Our genes, inherited from our parents, regulate how we look, how our body functions and how we grow and develop. While we can’t change our genes, we need not think they necessarily determine our fate, environmental influences determine the impact our genetics have upon our health.
Whilst genetic testing can be an incredibly useful tool for identifying which variants you have (otherwise known as mutations or polymorphisms) and any potential health risks they may pose – understanding and determining their impact is exclusively for the trained practitioner.
What Genetic Testing Means For You
If we can’t change our genes, then what’s the point?
Well, diet and lifestyle factors may affect the genetic risk factors associated with developing a disease. Smoking, over-eating, alcohol consumption, nutrient deplete diets can all impact your wellbeing, but based on your personal genes, understanding which factors need particular attention and which ones may not be as important, is an exciting step forward in understanding and managing your health.
This can provide you with the basis to use supplementation, giving you a bigger bang for your buck – especially in relation to preventative care.
Consuming adequate amounts of the right nutrients and avoiding unnecessary exposure to certain toxins and environmental elements can help you reduce the risk of DNA damage which may lead to the onset of disease.
The Benefits of Acting Early – Get Your Genetic Test Today
Until recently it was usual to test one or two genes if the likelihood of a variant was suspected (such as a family history), but we can now test for 10,000 SNPs (single nucleotide polymorphisms) to give you a far more comprehensive understanding of your genetic predispositions.

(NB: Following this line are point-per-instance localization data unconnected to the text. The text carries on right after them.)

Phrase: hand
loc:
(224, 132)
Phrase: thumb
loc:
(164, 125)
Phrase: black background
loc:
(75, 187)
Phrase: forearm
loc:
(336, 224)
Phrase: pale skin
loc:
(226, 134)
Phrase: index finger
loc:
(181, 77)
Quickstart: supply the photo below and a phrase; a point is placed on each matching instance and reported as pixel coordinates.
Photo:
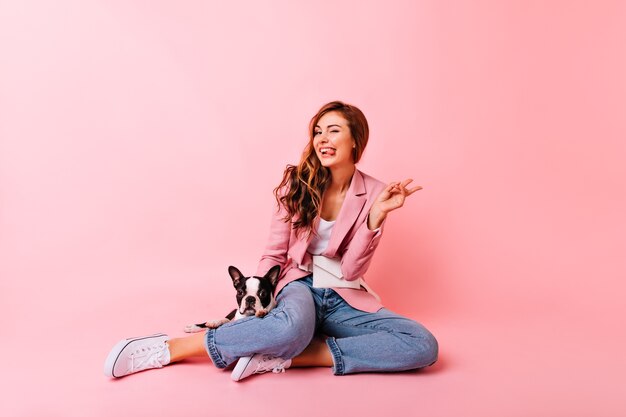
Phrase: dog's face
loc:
(255, 295)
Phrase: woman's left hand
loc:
(389, 199)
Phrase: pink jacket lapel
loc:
(350, 211)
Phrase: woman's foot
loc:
(258, 364)
(137, 354)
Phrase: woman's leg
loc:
(284, 332)
(187, 347)
(316, 354)
(375, 342)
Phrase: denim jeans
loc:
(358, 341)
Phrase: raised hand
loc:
(391, 198)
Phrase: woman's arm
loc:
(358, 256)
(275, 252)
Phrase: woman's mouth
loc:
(327, 151)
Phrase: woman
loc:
(325, 207)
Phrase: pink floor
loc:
(546, 361)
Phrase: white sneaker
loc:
(258, 364)
(137, 354)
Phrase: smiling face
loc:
(333, 141)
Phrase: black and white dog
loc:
(255, 297)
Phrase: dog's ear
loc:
(235, 275)
(272, 275)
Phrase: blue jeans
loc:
(358, 341)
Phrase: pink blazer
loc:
(350, 240)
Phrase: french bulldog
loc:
(255, 297)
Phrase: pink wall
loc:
(140, 139)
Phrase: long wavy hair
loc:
(302, 187)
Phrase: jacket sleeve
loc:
(277, 246)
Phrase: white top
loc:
(319, 243)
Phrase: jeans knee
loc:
(294, 335)
(426, 349)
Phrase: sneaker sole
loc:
(109, 364)
(240, 368)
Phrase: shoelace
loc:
(147, 357)
(266, 365)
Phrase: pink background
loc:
(140, 139)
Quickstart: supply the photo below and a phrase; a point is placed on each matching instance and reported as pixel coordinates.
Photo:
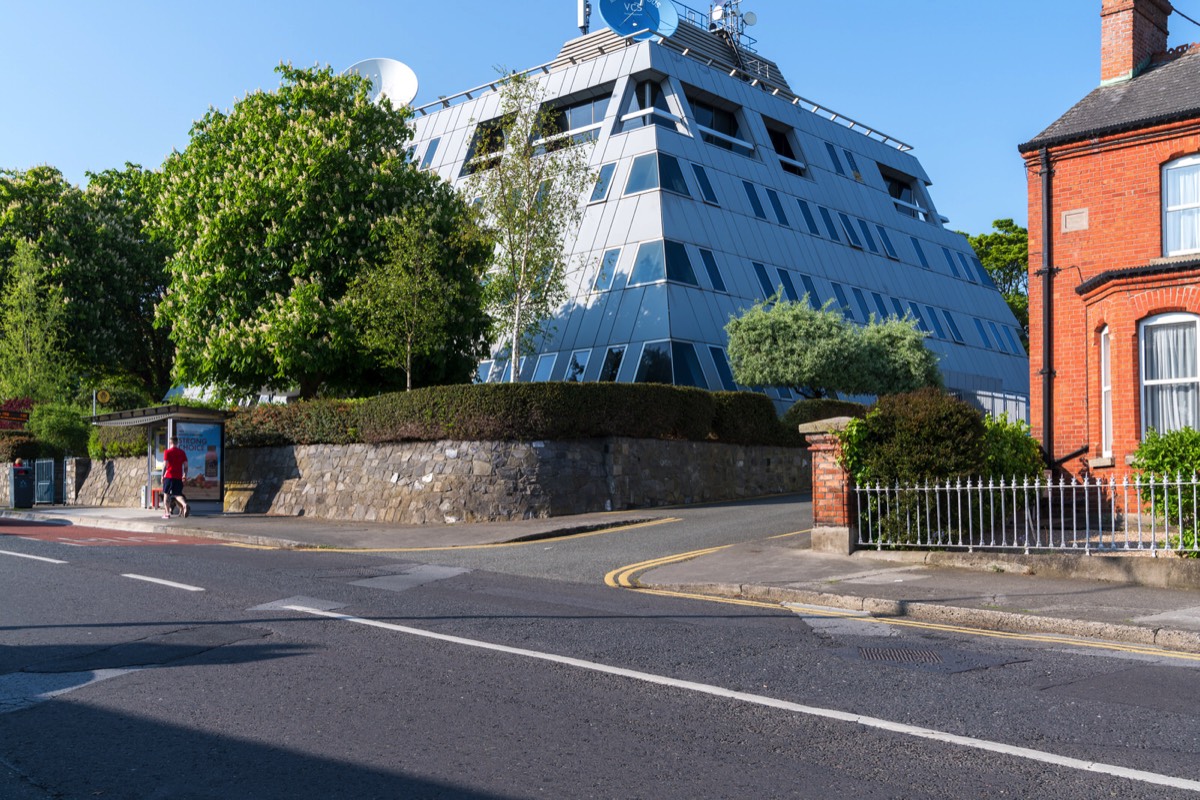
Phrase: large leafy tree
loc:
(33, 330)
(819, 352)
(420, 308)
(271, 209)
(1005, 253)
(528, 180)
(93, 244)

If you have a family history of certain medical conditions, you can either put your mind at ease knowing you don’t have the same genetic predisposition (and have the same risk level as the general population), or take certain precautions and make the right lifestyle choices to proactively manage your health.
The earlier you understand your genetic profile, the earlier you can make informed decisions about your choices and their impact on your health and wellbeing.